Weigh the vulnerabilities vs. the benefits.
“Unfortunately, it’s always worth remembering there is no IT infrastructure that can be 100% secured. The only thing we can do is seek to reduce the risk. Therefore, when you design and connect smart home devices and systems, it’s worth analyzing what’s important to us and what the risk is,” says Markiewicz.
Before you add to your home network, ask yourself: Is the convenience this device offers worth the potential risk of a hack? If not, don’t buy one. Research every device and brand you buy.
Create a secure wifi network.
Purchase a router from a reputable brand and follow the manufacturer’s instructions to change the network’s name and default password. Choose a network name that doesn’t automatically give away your location or personal details. Consider hiding your network from view, an option that can usually be found in the router’s settings menu.
It’s also possible to create a second wifi network specifically for your smart home devices. Many routers allow you to create multiple networks, each with its own name and password. This way, hacking your IoT device will confine an attacker to that network and keep it segregated from where you do your banking and store your sensitive information. It’s also a good idea to set up a guest network for visitors’ smartphones and computers, where they can’t see or access your IoT devices.
Don’t underestimate the importance of your passwords.
It’s incredible that the humble, old-fashioned password system is the main line of defense protecting our most high-tech devices. Take your passwords seriously! Whenever you get a new device, change the default password immediately. Otherwise, the password to your wifi router or security camera might be just a Google search away. Use unique, hard-to-guess passwords with several characters, numbers, and letters on all of your devices. A password manager like LastPass can help you remember them all more conveniently.
Register every new device with the manufacturer and keep them up to date.
Registration is important because companies frequently push out software updates that address newfound bugs and security concerns. If a vulnerability has been discovered, you’ll need the company's software updates to patch it up.

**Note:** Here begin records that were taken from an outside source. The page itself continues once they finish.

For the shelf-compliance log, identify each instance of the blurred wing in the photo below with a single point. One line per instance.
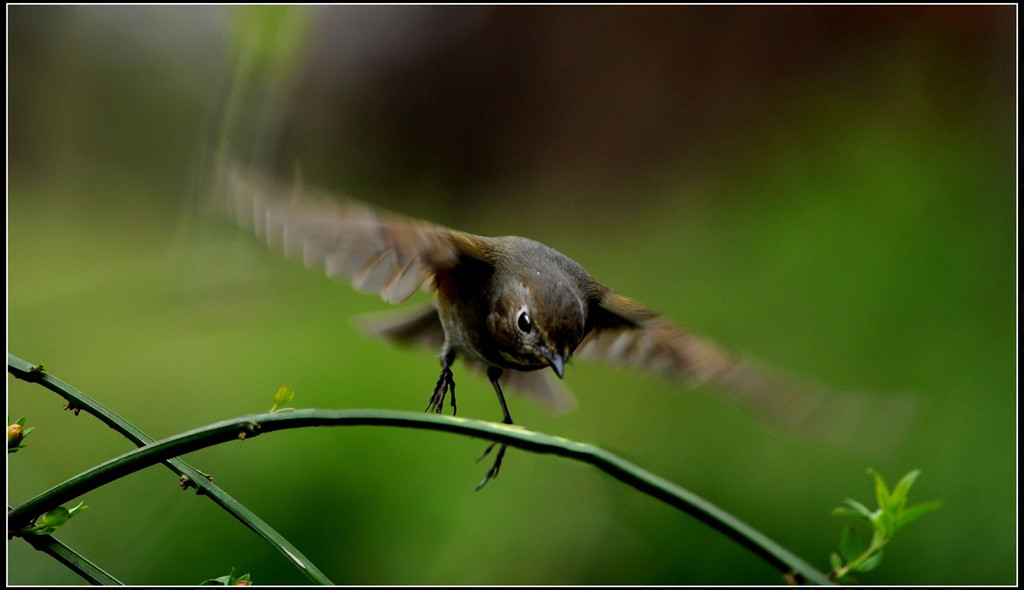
(628, 334)
(380, 252)
(421, 326)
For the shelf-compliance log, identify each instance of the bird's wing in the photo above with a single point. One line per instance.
(627, 333)
(421, 326)
(380, 252)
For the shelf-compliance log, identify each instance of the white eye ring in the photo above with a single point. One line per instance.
(524, 323)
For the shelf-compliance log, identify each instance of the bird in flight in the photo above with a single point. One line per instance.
(514, 308)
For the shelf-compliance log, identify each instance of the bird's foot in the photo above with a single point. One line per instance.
(445, 383)
(493, 472)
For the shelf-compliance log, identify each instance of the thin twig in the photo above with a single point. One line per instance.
(248, 426)
(200, 480)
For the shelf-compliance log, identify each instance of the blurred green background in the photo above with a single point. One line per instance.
(829, 188)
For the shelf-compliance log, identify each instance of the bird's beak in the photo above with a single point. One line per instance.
(557, 364)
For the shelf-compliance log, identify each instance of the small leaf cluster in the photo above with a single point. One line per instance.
(53, 519)
(15, 433)
(228, 580)
(282, 397)
(857, 552)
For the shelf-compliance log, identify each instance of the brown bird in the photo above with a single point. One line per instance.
(514, 306)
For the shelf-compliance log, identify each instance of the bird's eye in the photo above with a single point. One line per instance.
(525, 324)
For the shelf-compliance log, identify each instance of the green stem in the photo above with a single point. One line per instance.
(248, 426)
(200, 480)
(72, 559)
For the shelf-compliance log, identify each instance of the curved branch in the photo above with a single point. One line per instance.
(248, 426)
(78, 401)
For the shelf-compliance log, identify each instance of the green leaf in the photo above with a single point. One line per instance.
(911, 513)
(902, 489)
(885, 522)
(852, 543)
(50, 521)
(869, 563)
(283, 396)
(881, 491)
(835, 560)
(842, 511)
(860, 508)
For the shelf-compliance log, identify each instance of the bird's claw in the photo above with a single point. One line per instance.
(445, 384)
(493, 472)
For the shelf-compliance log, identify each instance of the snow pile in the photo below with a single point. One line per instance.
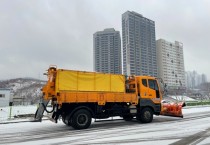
(15, 111)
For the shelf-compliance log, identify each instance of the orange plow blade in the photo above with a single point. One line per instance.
(172, 109)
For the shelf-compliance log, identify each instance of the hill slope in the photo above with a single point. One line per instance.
(25, 90)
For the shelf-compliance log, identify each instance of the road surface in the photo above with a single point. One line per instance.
(194, 128)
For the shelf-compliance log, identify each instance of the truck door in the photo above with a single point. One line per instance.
(143, 88)
(153, 90)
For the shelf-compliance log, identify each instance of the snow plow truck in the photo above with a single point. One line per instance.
(79, 96)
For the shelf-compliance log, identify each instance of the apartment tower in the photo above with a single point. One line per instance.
(107, 51)
(139, 45)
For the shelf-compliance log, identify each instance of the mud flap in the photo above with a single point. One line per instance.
(40, 110)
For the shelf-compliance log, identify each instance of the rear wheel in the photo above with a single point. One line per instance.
(145, 116)
(81, 119)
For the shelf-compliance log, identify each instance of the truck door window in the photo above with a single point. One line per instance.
(153, 84)
(144, 82)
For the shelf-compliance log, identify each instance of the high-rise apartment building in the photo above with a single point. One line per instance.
(193, 79)
(139, 45)
(107, 51)
(171, 63)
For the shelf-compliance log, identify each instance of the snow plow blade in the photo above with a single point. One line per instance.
(40, 111)
(172, 109)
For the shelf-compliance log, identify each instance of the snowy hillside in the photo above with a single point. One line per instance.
(27, 88)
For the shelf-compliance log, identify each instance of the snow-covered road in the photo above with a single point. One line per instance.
(194, 128)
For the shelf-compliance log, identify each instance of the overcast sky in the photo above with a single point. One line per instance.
(37, 33)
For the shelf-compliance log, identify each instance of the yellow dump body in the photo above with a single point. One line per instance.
(69, 80)
(69, 86)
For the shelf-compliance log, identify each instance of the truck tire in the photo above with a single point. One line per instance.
(127, 117)
(81, 119)
(145, 116)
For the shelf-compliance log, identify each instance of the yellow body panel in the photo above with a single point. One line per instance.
(96, 97)
(68, 80)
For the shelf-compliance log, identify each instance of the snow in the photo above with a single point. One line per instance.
(16, 110)
(163, 130)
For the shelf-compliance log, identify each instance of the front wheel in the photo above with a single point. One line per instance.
(81, 119)
(145, 115)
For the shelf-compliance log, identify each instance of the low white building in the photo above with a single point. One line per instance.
(5, 97)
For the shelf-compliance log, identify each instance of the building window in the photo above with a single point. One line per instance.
(2, 95)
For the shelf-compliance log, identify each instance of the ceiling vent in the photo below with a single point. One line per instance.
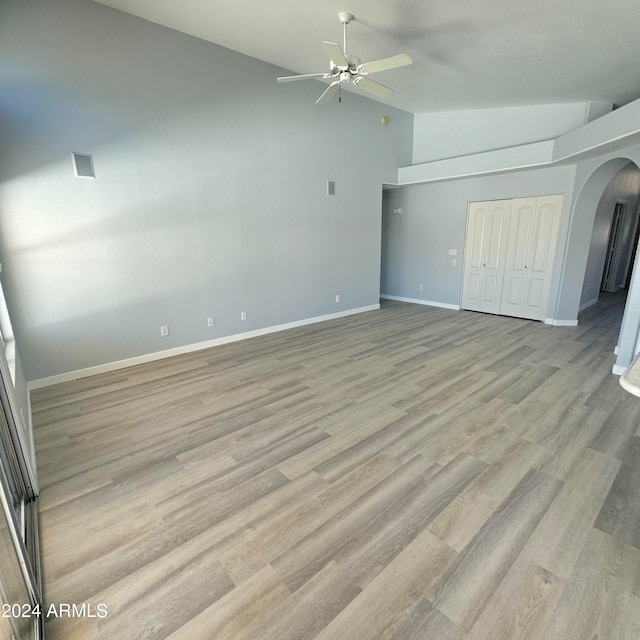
(83, 165)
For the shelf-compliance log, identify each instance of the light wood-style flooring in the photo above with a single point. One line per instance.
(408, 473)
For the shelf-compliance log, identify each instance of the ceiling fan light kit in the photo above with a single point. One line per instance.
(345, 68)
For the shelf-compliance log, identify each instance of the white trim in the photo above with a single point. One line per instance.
(176, 351)
(588, 304)
(428, 303)
(561, 323)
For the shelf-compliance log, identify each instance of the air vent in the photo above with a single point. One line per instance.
(83, 165)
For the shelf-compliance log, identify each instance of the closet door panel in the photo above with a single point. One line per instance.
(487, 225)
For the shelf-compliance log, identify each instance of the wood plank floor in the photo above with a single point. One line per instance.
(408, 473)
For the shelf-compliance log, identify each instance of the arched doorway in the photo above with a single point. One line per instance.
(589, 236)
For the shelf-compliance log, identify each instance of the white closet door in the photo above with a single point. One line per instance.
(531, 244)
(487, 225)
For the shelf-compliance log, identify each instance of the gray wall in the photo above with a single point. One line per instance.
(415, 244)
(210, 190)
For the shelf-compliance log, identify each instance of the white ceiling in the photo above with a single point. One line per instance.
(467, 53)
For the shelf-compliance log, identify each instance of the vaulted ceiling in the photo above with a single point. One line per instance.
(467, 54)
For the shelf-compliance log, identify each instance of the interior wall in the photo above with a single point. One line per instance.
(452, 134)
(624, 186)
(210, 195)
(416, 243)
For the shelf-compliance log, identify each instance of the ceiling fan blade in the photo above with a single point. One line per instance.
(372, 87)
(336, 54)
(306, 76)
(329, 92)
(401, 60)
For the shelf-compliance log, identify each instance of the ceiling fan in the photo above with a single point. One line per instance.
(345, 68)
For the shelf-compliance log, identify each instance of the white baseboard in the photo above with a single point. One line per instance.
(428, 303)
(561, 323)
(588, 304)
(189, 348)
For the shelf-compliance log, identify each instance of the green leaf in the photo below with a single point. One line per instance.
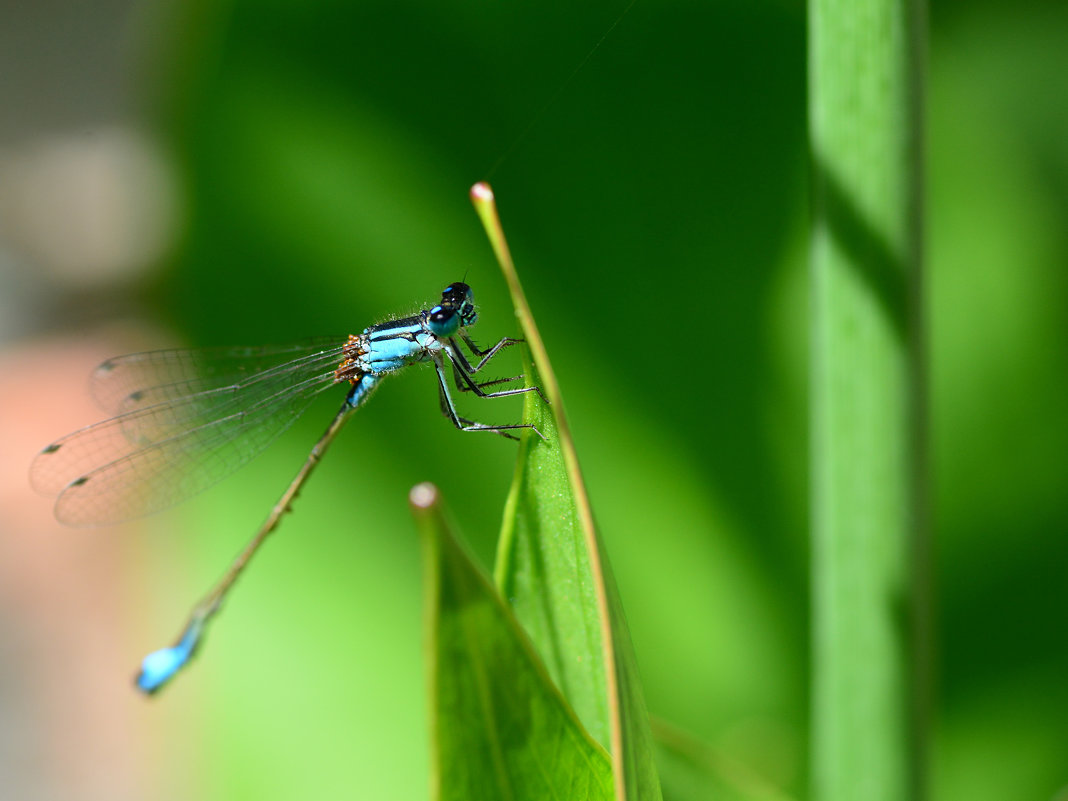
(553, 569)
(693, 770)
(500, 728)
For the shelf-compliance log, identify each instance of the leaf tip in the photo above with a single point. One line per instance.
(482, 192)
(424, 497)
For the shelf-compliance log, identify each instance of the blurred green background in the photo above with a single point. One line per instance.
(215, 173)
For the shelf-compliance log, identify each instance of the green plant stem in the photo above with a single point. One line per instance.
(869, 532)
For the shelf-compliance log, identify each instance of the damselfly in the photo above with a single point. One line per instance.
(185, 419)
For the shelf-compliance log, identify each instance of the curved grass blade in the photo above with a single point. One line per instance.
(500, 727)
(553, 569)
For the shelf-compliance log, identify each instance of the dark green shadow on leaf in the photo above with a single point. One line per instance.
(500, 728)
(553, 570)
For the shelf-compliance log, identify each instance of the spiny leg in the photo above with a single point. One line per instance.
(449, 408)
(485, 356)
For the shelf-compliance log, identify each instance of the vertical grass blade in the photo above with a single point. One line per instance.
(500, 728)
(869, 565)
(553, 569)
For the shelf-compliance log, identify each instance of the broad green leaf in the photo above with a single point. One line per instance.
(554, 572)
(500, 728)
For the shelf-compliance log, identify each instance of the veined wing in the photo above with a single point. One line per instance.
(137, 380)
(157, 455)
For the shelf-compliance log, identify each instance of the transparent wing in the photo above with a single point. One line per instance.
(134, 381)
(175, 438)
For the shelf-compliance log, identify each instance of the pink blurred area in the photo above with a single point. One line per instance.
(72, 726)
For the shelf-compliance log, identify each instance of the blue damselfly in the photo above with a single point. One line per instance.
(186, 419)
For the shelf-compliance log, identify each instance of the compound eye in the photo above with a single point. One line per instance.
(442, 320)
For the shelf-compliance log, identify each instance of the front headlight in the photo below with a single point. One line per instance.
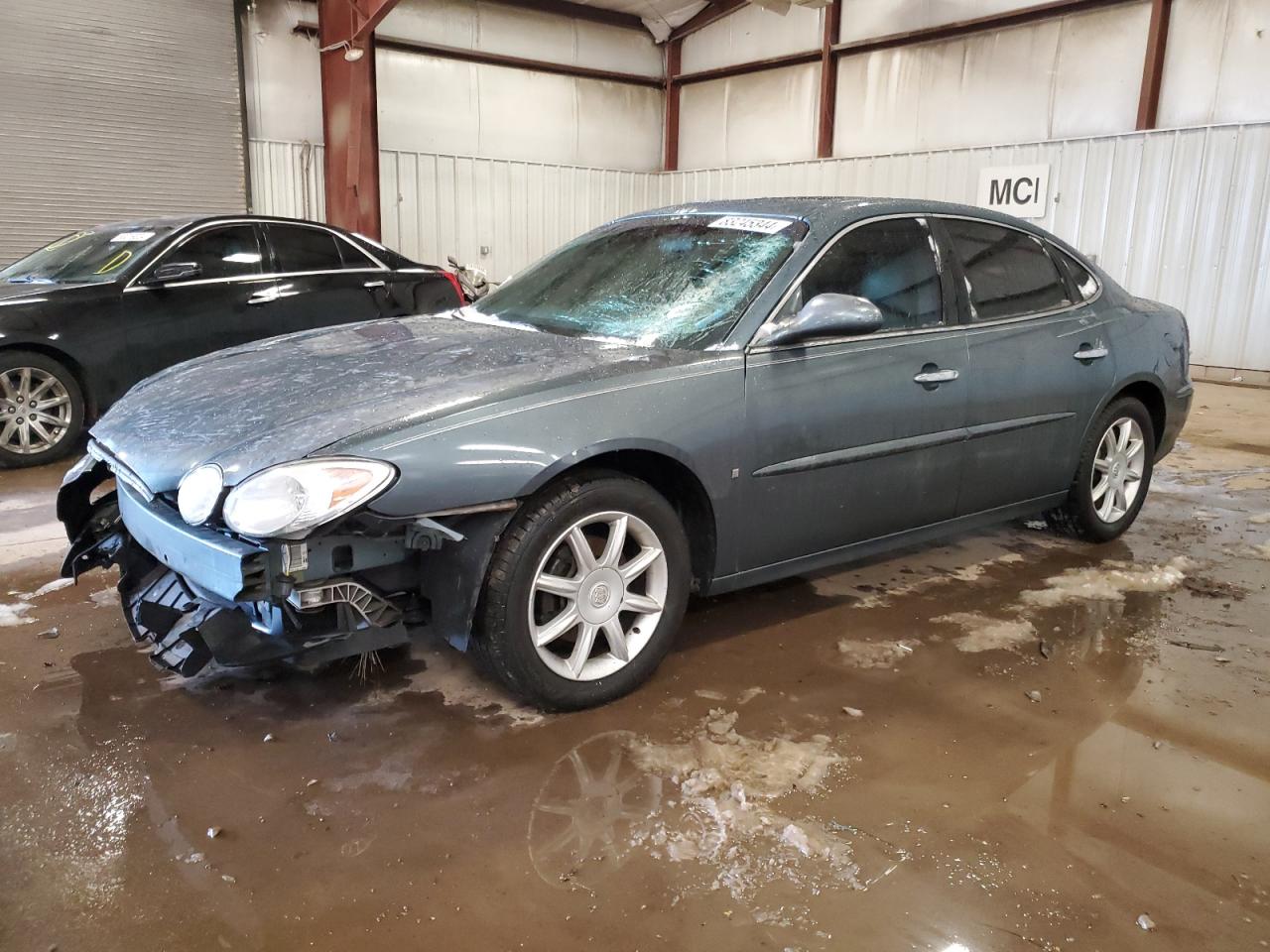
(199, 492)
(290, 499)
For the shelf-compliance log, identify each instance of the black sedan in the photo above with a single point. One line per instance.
(89, 315)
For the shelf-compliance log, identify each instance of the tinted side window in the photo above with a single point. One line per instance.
(1080, 278)
(304, 249)
(354, 257)
(890, 263)
(221, 253)
(1008, 272)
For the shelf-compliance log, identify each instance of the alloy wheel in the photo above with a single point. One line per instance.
(1118, 467)
(35, 411)
(597, 595)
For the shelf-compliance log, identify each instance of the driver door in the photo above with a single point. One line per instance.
(225, 304)
(853, 439)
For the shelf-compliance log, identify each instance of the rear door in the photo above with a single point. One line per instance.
(322, 280)
(857, 438)
(1039, 363)
(225, 304)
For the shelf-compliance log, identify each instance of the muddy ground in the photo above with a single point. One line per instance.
(1011, 742)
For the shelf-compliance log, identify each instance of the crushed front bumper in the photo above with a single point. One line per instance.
(195, 595)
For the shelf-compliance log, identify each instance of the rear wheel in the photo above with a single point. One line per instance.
(41, 409)
(1112, 477)
(585, 592)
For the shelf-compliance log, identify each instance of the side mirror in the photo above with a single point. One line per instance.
(826, 316)
(175, 271)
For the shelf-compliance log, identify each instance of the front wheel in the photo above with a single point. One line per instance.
(585, 590)
(1112, 476)
(41, 409)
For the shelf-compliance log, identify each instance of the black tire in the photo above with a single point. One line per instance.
(502, 640)
(1079, 516)
(66, 435)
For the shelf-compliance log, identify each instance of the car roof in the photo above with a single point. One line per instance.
(832, 209)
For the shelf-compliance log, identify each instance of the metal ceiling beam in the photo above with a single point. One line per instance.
(714, 10)
(579, 12)
(828, 81)
(674, 49)
(349, 114)
(1153, 63)
(518, 62)
(978, 24)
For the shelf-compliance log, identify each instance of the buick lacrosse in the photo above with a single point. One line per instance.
(690, 400)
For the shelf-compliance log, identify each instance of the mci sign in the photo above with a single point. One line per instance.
(1017, 189)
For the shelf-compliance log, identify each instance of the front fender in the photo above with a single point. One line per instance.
(693, 417)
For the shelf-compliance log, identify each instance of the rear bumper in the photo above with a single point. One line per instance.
(1176, 411)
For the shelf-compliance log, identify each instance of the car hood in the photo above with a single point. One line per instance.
(286, 398)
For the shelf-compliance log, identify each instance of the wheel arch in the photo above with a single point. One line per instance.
(671, 474)
(1150, 393)
(64, 358)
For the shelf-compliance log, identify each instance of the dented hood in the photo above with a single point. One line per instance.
(286, 398)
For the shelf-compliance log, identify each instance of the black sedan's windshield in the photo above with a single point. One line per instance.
(94, 255)
(677, 282)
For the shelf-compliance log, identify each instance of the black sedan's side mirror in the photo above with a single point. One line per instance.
(175, 271)
(826, 316)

Also, when you install the associated apps, be cognizant of what permissions you’re granting. Don’t allow access to anything that isn’t necessary.
Consider professional installation.
If the previous tips are making your head spin, remember that the leading home security providers offer professional installation with great built-in smart home integration. Technicians can handle any necessary hardwiring for you and answer all of your questions about more advanced security measures.
Unplug devices that aren’t in use.
When you leave town, unplug any appliances that won’t be active. Not only will it save on your energy bill, but it will also make them inaccessible to hackers. You’ll probably want to leave essential appliances like the security camera, video doorbell, and thermostat on, but you can unplug extra smart speakers, vacuums, and other unnecessary devices.
Factory reset devices before getting rid of them.
If you decide to sell, throw out or give away one of your smart electronics, follow the manufacturer’s instructions to remove all of your data. Otherwise, the next person who gets their hands on it may automatically access all of your information or communicate with other devices on your network.